THE PROPERTY OF A GENTLEMAN 紳士藏品
           6
           A VERY RARE GREY LIMESTONE HEAD OF BUDDHA
           SHAKYAMUNI
           Tang Dynasty, Longmen Caves, 7th century AD
           The smoothly carved face with meditative expression, the heavily
           lidded eyes down-cast beneath elegantly arched brows, the straight
           nose above gently curving lips, the hair carved as wavy curls, all
           between long pendulous ears, the stone of dark-grey tone, wood
           plinth stand.
           38cm (15in) high. (2).

           £80,000 - 120,000
           CNY700,000 - 1,100,000

           唐,七世紀 龍門石雕釋迦牟尼佛首像

           Provenance: a French private collection
           Christie’s Paris, 7 June 2011, lot 346
           A UK private collection

           來源:法國私人收藏
           巴黎佳士得,2011年6月7日,拍品編號346
           英國私人收藏

           This large and strongly carved head bears features from the transitional
           phase of development at the grottoes of Longmen, as the site
           activity resumed after a long hiatus following the fall of the Northern
           Wei dynasty. Official sponsorship and further expansion began with
           renewed energy at the end of the Northern Qi to the early Tang period,
           and indeed, the present head shows stylistic traces inherited from the
           early Tang sculptural experimentation. The shallow carving of the eyes,
           whose lids emerge in low-relief bowed lines from small rounded inner
           canthi, are similar to the large heads from that site.

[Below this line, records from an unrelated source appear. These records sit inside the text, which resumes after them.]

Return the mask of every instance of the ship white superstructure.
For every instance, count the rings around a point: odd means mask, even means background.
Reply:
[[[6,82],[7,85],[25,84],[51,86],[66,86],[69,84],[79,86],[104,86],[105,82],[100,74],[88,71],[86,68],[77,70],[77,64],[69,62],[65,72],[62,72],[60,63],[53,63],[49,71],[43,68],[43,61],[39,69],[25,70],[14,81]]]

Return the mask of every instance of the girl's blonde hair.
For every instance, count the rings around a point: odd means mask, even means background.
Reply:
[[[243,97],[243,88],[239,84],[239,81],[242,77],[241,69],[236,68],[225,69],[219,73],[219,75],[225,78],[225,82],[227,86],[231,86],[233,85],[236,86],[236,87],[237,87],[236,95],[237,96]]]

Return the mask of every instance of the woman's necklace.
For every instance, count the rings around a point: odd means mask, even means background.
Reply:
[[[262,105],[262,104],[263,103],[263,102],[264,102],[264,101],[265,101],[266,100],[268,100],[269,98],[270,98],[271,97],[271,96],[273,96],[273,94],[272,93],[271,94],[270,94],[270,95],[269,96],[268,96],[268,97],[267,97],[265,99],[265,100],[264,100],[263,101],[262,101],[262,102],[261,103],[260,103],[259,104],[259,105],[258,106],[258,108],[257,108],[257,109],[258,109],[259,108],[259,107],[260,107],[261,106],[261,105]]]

           The Southern Binyang Cave (Cave 159), begun in the Daye reign of the
           Sui dynasty, was expanded during the reigns of Taizong and Gaozong
           during the Tang dynasty, and completed by AD 641. The monumental
           chief pentad of Amitabha flanked by Ananda, Kasyapa and two
           bodhisattvas in the Southern Binyang Cave all have large open eyelids
           within squared faces with thicker flatter lips. See Complete Works of
           Statues in Longmen Grottoes, vol.1: Binyang Cave, Beijing, 2002, fig.273.
           As such, the present head seems to be related in proportion to the heads
           of the Buddhas within the larger niches of the flanking walls. Compare
           fig.288, the large right bodhisattva on the back wall, fig.317, the central
           Buddha in niche 13, the largest niche on the left wall, and fig.467, the
           central Buddha in niche 51, the largest niche on the right wall.

           Two Longmen heads with triple-spiralled hair in the collection of the
           Victoria & Albert Museum, London, are also related to the present
           head. See Longmen Liusang Diaoxiang Ji, ‘The Lost Statues at
           Longmen Caves’, Shanghai, 1993, figs.47 and 63, and Hai-Wai Yi-
           Chen, Chinese Art in Overseas Collections, Buddhist Sculpture II.,
           Taipei, 1990, figs.59 and 114.